[RFC PATCH] arm/arm64: KVM: Fix BE accesses to GICv2 EISR and ELRSR regs

Wed Oct 1 10:45:52 PDT 2014

Hi Andre,

On Wed, Oct 01, 2014 at 05:55:26PM +0100, Andre Przywara wrote:
> Hi Christoffer,
> 
> On 28/09/14 15:04, Christoffer Dall wrote:
> > The EIRSR and ELRSR registers are 32-bit registers on GICv2, and we
> > store these as an array of two such registers on the vgic vcpu struct.
> > However, we access them as a single 64-bit value or as a bitmap pointer
> > in the generic vgic code, which breaks BE support.
> > 
> > Instead, store them as u64 values on the vgic structure and do the
> > word-swapping in the assembly code, which already handles the byte order
> > for BE systems.
> 
> I am wondering if that approach isn't too involved.
> EISR and ELRSR are 32-bit registers, and AFAIK the GIC is always LE on
> the hardware side.
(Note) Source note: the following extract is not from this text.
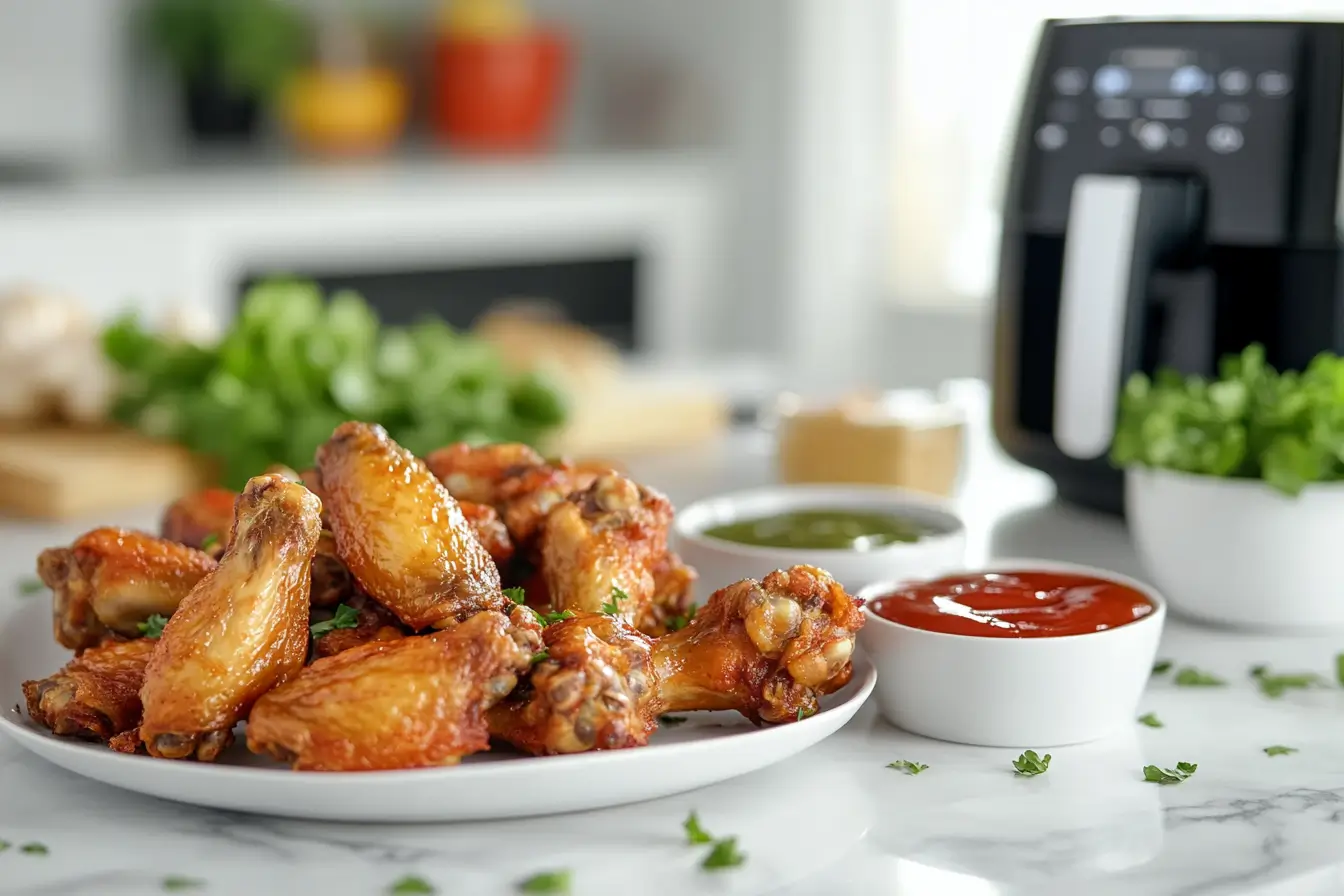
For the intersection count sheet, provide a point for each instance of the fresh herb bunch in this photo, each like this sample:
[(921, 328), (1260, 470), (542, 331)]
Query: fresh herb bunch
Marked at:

So by claiming we have a 64bit register we introduce
> too much hassle, right?

You have to deal with this mess somehow, the question is just where.

> Wouldn't it be better to just fix the registers shortly before we
> actually use them?

if you're looking at it isolated, I agree completely, having those two
32-bit registers in the struct would be 'nicer'.  However, we already
jump through a lot of hoops here to store things in a way that makes it
possible for us to share code between 32-bit and 64-bit and between
gicv2 and gicv3, so it's not completely out of line.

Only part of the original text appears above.